What this means to me:
If we see headship and leadership within the framework of responsibility, not right, it becomes a loving response to a loving God. Godly submission of a godly wife becomes a loving response to a loving husband.
Are Christ and the church mutually submitted? They aren't if submission means Christ yields to the authority of the church. But they are if submission means that Christ submitted Himself to suffering and death for the good of the church. That, however, is not how the church submits to Christ. The church submits to Christ by affirming His authority and following His lead. So mutual submission does not mean submitting to each other in the same ways. Therefore, mutual submission does not compromise Christ's headship over the church and it should not compromise the headship of a godly husband.
What this means to me:
The key is love. The key is different. There is no conflict between love / leadership / submission. As sinful mankind, we can inject a conflict where one does not belong, but a man or a woman sinning in an authority structure does not make the structure wrong, it makes the sin wrong.
The traditional camp, on the other hand, advocates equality before God, but is committed to complementarianism, rather than egalitarianism. This is the belief that, while men and women are equal before God, they serve him in complementary roles which are not always identical and in some cases ought not to be. These complementarians recognize that there is "neither male nor female" in terms of our relationship to God (Gal. 3:28). But they also recognize the other biblical texts which counsel that men and women possess distinct abilities and callings (such as 1 Pet. 3:1-7; Col. 3:18; 1 Tim. 2:9-3:7). In the home there ought to be male headship (though not domination) and womanly submission (though not fearful servility). Complementarians insist that to be truly evangelical we must confess that there is no contradiction over this matter in Scripture, and to be truly biblical we must affirm both the spiritual equality of men and women and also the distinctions and differences in roles that are taught in the Bible.
What this means to me: Men and women should fit together like a jigsaw puzzle - heart to heart, mind to mind, soul to soul. Not like identical and interchangeable gear cogs.
The quote: from Armorbearer:
i agree, women are not afforded the courtesy of dignity in many cases, but the problem is not patriarchy. the problem is men acting like buffoons. the remedy then is not feminism and matriarchy or swapping one bully for another, the remedy is mutual submission. rightful authority.

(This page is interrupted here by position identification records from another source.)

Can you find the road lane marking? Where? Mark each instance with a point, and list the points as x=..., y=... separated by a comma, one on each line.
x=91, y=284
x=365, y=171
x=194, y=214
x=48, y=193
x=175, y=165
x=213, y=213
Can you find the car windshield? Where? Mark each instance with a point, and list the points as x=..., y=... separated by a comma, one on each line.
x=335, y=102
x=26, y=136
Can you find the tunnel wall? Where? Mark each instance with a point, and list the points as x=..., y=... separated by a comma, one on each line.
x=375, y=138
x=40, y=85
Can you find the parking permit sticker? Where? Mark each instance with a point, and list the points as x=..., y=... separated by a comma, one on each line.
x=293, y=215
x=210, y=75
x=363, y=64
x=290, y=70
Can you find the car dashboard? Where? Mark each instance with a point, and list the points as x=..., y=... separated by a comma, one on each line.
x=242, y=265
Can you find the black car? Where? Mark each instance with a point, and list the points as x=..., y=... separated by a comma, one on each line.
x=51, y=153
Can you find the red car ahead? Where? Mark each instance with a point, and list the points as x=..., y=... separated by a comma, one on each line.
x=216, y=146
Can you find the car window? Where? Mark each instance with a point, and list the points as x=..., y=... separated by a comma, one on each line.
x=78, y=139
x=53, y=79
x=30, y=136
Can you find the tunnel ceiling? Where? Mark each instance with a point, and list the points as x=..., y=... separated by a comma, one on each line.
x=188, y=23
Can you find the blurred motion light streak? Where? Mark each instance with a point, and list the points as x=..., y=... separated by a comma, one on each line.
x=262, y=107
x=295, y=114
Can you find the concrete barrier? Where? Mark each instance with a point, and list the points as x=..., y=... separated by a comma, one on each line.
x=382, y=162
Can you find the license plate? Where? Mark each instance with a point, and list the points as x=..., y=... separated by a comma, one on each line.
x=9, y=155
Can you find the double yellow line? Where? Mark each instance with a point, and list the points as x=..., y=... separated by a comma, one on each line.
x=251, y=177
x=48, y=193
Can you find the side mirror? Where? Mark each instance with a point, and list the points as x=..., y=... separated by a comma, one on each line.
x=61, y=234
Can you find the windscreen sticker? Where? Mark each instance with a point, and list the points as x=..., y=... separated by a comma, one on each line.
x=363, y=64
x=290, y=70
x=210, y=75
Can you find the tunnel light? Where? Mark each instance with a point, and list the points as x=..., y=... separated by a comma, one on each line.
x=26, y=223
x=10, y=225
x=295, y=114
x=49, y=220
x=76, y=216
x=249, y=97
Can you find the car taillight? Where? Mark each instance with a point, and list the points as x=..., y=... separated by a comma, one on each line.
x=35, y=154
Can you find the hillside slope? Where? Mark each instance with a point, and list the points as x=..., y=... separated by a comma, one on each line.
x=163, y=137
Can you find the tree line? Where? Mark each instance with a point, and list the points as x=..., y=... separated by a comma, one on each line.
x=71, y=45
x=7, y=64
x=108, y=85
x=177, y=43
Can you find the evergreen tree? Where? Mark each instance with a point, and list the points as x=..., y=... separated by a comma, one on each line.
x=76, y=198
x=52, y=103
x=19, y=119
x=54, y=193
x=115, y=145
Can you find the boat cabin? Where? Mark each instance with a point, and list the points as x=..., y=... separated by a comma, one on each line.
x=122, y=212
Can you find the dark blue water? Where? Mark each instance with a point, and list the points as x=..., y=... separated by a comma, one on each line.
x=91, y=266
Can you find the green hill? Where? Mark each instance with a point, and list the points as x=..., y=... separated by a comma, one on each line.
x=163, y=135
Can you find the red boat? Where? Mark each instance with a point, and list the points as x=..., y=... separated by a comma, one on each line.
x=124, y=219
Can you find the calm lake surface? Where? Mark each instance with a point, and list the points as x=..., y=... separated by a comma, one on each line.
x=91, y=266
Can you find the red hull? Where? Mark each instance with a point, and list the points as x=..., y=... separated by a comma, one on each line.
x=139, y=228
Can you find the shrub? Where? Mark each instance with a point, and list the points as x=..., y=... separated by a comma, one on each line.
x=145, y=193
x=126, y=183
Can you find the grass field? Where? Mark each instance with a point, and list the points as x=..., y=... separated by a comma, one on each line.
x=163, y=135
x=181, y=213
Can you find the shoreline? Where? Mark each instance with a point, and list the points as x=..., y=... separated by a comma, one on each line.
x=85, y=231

What this means to me: Some parents abuse their children; that does not mean we should remove parental authority. Some pastors are abusive; that does not mean that we should abolish pastoral authority. There are some bad bosses; that does not mean that the position of "boss" is bad. A president may lie under oath, or knowingly accept bad intelligence; that doesn't mean that the office of presidency is evil.
Abuse is sin, it does not follow that the structure is sinful, but the person within that structure.